Kitapta, bir yakınının "29 yıl önce giydiği gelinliği bile
kimsesizlere verdi" sözleriyle hayırseverliğine dikkat çekilen
Emine Erdoğan, ortanca ağabeyi Eyüp Gülbaran tarafından "Biz çok
mutlu bir çocukluk geçirdik. Eski İstanbul’u doya doya yaşadık.
Emine, hepimizin biricik kardeşiydi. Hepimiz onun üzerine
titrerdik" şeklinde anlatıldı.
Kitapta, Emine Erdoğan’ın "cici anne" dediği ve annesi Hayriye
Gülbaran’ın da komşusu olan İfakat Haydargil ise, "manevi kızının"

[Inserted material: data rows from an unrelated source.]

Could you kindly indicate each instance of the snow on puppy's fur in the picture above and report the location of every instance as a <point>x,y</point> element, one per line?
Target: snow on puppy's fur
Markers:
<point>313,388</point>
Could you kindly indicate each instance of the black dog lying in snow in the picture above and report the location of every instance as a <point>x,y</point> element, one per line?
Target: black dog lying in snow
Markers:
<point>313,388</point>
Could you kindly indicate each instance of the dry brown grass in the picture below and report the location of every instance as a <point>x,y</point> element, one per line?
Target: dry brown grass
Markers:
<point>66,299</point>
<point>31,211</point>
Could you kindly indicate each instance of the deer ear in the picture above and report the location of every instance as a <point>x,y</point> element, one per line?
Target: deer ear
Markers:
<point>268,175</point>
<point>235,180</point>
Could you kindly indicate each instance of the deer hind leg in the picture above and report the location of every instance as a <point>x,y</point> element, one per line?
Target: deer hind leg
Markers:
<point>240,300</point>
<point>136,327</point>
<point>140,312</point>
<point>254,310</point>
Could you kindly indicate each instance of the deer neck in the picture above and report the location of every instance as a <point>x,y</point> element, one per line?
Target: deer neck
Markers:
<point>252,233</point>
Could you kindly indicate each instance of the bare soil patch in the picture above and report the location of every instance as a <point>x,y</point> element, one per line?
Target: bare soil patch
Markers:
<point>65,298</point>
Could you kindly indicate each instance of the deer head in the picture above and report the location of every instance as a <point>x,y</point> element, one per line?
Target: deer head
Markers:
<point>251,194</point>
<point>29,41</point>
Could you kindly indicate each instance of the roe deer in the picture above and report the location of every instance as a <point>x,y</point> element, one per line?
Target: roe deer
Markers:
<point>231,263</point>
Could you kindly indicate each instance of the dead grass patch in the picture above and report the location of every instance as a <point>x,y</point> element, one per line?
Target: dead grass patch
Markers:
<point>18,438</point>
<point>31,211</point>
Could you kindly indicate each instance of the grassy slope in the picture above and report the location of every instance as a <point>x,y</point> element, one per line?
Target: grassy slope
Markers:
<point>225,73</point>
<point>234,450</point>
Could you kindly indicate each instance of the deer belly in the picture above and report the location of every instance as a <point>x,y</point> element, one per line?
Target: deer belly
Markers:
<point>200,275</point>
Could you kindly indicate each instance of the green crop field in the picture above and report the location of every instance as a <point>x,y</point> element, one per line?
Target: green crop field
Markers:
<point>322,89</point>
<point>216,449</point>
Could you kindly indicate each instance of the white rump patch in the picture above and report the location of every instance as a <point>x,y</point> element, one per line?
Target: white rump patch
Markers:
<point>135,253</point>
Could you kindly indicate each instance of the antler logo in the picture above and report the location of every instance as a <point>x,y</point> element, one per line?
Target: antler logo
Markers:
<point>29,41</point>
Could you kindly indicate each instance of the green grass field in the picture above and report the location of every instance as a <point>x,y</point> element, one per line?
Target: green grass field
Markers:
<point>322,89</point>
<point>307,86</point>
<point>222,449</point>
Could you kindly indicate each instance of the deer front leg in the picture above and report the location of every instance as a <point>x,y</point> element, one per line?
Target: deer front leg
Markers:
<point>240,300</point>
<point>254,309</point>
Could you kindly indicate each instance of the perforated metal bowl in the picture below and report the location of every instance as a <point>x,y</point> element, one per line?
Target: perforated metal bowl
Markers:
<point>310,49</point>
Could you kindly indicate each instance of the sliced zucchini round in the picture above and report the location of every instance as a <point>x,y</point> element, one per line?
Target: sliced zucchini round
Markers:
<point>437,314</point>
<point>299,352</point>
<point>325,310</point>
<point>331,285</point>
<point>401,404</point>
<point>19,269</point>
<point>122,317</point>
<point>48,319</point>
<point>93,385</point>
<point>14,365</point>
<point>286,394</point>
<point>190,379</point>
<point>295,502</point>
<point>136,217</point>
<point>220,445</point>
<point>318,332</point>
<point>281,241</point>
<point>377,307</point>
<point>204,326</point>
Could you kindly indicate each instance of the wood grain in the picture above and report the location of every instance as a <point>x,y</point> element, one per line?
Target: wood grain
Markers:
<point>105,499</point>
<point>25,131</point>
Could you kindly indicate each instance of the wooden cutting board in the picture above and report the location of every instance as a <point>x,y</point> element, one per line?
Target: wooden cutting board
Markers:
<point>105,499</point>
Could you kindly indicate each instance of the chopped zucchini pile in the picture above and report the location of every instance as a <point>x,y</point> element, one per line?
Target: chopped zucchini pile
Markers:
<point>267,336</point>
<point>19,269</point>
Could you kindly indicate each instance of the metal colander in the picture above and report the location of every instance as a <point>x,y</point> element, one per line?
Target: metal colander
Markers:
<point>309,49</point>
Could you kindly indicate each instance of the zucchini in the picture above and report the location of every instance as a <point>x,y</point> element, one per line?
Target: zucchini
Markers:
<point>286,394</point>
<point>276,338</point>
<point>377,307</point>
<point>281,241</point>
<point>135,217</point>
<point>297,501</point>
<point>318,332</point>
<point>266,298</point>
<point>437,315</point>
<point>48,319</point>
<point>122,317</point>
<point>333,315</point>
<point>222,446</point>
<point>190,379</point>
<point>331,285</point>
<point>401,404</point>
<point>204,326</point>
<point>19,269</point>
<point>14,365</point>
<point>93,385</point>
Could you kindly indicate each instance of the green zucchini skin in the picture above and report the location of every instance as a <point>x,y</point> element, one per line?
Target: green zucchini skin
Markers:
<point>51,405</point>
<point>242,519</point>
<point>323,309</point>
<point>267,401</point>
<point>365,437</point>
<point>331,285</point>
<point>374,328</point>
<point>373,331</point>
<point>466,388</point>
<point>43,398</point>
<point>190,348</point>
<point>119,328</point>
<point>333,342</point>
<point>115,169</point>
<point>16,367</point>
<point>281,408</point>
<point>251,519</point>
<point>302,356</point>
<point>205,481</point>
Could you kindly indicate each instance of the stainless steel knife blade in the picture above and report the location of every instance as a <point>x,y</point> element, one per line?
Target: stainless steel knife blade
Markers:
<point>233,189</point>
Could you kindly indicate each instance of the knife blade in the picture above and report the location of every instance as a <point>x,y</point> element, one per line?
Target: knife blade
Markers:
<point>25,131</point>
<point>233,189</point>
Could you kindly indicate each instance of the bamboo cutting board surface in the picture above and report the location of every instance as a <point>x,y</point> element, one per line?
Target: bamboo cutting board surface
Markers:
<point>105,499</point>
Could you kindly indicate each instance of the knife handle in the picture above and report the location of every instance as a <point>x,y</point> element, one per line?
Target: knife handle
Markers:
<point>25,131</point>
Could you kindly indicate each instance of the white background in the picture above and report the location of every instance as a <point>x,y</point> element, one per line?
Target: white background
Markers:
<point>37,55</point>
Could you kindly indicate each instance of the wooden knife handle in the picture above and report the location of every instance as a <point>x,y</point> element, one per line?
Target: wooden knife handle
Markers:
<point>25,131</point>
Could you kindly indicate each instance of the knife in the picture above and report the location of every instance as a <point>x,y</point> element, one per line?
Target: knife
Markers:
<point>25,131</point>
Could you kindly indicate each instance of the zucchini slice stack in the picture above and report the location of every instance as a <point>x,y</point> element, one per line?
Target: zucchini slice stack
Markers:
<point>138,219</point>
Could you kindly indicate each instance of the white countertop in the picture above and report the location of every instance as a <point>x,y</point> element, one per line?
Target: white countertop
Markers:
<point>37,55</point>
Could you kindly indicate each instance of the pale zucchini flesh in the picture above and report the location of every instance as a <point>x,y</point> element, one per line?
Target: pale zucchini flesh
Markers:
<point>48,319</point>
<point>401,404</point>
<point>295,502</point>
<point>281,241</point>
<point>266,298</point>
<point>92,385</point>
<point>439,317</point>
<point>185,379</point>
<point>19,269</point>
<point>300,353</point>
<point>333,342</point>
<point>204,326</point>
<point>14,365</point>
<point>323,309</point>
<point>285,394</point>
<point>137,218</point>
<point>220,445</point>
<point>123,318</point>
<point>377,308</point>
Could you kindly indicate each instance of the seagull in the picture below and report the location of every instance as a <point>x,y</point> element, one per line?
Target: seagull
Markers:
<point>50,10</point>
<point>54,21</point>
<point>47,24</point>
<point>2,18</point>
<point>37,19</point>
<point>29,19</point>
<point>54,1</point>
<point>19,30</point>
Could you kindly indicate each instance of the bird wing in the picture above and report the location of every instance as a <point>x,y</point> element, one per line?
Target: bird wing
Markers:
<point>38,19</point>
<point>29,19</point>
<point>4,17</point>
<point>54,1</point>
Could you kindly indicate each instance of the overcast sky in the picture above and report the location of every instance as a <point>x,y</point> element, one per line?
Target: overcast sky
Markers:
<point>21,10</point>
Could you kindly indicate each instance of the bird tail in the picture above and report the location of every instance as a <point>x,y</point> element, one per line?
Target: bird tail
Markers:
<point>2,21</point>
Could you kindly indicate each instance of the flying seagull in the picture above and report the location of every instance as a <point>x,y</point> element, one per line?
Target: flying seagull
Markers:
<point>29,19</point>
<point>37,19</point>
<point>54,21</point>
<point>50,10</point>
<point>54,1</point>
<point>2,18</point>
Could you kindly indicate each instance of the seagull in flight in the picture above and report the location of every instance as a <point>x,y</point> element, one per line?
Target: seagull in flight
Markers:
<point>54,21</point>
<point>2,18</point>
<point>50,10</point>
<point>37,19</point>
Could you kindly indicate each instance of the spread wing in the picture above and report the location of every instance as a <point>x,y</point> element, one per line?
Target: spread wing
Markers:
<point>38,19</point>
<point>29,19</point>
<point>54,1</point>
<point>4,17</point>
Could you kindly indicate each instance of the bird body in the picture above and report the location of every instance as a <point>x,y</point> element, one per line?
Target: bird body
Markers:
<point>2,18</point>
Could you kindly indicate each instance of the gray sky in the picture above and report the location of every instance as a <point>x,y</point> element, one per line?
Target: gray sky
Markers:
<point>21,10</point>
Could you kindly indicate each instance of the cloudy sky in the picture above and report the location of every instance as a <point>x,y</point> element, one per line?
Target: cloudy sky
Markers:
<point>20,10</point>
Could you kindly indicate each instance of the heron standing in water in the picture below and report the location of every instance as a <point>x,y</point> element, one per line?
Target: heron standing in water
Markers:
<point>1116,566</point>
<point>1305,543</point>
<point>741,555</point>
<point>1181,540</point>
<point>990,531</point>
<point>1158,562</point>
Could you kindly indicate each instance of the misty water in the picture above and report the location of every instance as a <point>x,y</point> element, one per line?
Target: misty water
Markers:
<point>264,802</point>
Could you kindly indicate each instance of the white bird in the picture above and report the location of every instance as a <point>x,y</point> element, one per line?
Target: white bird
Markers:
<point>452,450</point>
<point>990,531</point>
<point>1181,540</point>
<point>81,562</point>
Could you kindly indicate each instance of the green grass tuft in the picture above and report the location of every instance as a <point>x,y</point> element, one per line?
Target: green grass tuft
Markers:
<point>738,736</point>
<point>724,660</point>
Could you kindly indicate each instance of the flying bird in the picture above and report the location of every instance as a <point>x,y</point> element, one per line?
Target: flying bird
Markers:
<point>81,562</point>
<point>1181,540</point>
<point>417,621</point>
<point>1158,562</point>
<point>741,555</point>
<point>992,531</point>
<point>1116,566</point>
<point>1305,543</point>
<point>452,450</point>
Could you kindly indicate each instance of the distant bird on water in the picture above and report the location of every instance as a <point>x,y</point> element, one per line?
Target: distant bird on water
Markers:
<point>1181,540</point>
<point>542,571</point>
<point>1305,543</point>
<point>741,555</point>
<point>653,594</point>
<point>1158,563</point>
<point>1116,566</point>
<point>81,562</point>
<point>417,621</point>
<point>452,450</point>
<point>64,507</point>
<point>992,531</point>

kendisine çok baktığını ve annesi Hayriye Gülbaran öldüğünde
göğsüne yatarak, "Sen benim ikinci annemsin, üzülme" diyerek
ağladığını anlattı. Kitapta, Haydargil’in şu sözlerine yer
verildi:
"Annesine babasına çok baktı. Hayriye Hanımla, Cemal Beyin
muhabbetleri çok güzeldi. Birbirlerini çok seviyorlardı. Annesi
Emine’yi hiçbir yere bırakmazdı.
’4 erkekten sonra olan o benim biricik kızım’ derdi. Hep ona
hayırlı bir kısmet bulsun diye dua ederdi." AK Parti Bakırköy eski
İlçe Başkanı Emine Nalbantoğlu ise kitapta, Emine Erdoğan’la ilk
kez 1994 yılında Bakırköy’de bir ev toplantısında tanıştığını
anlatarak, "Çok etkilidir. Çok fedakardır. Emine hanım, asla
emrivaki yapmaz.
Ödü patlar insanlara öyle davranmaktan. İsrafı hiç yoktur. Kimseyi
eleştirmez.
Çok lüks evlerde oturabilirdi. Herkesin yaşadığı gibi yaşamayı hep
tercih etti" ifadelerini kullandı.
"LİDER EŞİ DİYEMEM, LİDER MİZAÇLI BİR KADIN"
Kitapta, Eski Refah Partisi’nin İl Hanımlar Komisyonu Başkanı Sibel
Eraslan ise Başbakan Erdoğan hapse girdiğinde Emine Erdoğan’ın
çalışmalarını tek başına devam ettirdiğini belirterek, Çekmeköy’de
bir düğün salonundaki toplantıda partilileri teselli etmesini şöyle
anlattı:
"Salon tıklım tıklımdı. Salon sahibi gelip ’salon yıkılacak’ diye
bizi uyardı. Balkon demirleri ve merdiven tırabzanları kırıldı.
Tayyip Bey’in haksız yere hapse girmesi bir infiale sebep olmuştu.
Emine Hanımın geldiğini duyan herkes ağlayarak yollara düşmüştü.
Kendisini içeri zorla sokabilmiştik.
Yazdıkları çok güçlü bir metindi. Bizzat kendi yazmıştı. ’Bugünler
geçecek, bizi güzel günler bekliyor’ derken sesi titriyordu.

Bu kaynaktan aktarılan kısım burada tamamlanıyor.